After the effluent leaves the ditches, the total nitrogen concentration is further reduced in a RAS enhanced secondary anoxic zone equipped with low speed mixers. Following this anoxic treatment, the mixed liquor passes through a reaeration zone before entering the secondary clarifiers, then undergoes UV disinfection prior to discharge into Crabtree Creek.

Low Maintenance with PLC

Along with consistent NPDES permit compliance, ease of operation is one of the best features of the BioDenipho system. The plant’s PLC and SCADA systems were configured by Krüger on site after the plant was in operation to ensure that the computer functions were fully coordinated with plant processes.

Low Maintenance with PLC

All North Cary WWTP personnel were involved with the programming of the PLC-based control system and received comprehensive training in the BioDenipho process. Despite the significant increase in plant size, the process has remained manageable because operators no longer have to manually adjust DO levels. Continuous online control of the DO levels allows the plant to maintain optimal DO concentrations. Rotor operation is held to the minimum run time necessary to achieve the desired oxic conditions, saving energy and maintenance costs.

SCADA: Operations at a Glance

The SCADA system at the North Cary WWTP provides animated displays representing plant operations, making it possible for operators to check on process flows and equipment performance in a matter of seconds. With a standard desktop computer, the viewer can look at an overview of the entire plant or zoom in on a particular component or process.

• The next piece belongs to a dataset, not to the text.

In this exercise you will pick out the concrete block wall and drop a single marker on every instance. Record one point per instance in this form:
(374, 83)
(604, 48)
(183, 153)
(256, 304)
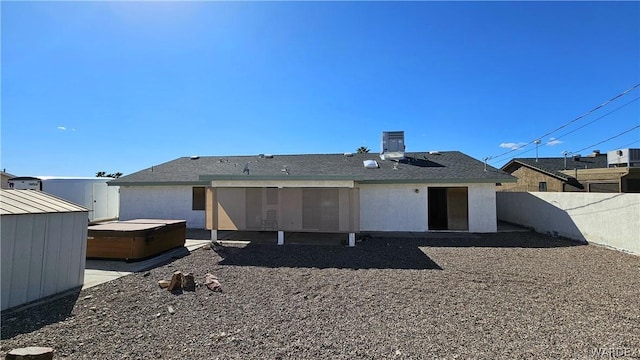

SCADA: Operations at a Glance

The system stores historical data, allowing personnel to track plant performance and optimize operations. The data can be converted to a specific format for reporting purposes. The SCADA alarm/pager feature can be programmed to notify operators if a process or component needs attention. This is useful during periods of low staffing or unmanned operations.

Designed for Growth

The North Cary WWTP currently processes 6.0 mgd, but the plant is designed and permitted for 10.0 mgd. When construction work restricted operations at the South Cary WWTP, the North plant assumed an extra 1.0 mgd to reduce the South plant’s load. The town of Morrisville, four miles from Cary, had been subject to a building moratorium due to inadequate wastewater treatment facilities until assisted by the North Cary WWTP. By treating an additional 350,000 gallons per day, North Cary makes it possible for Morrisville to support new construction and attract new residents.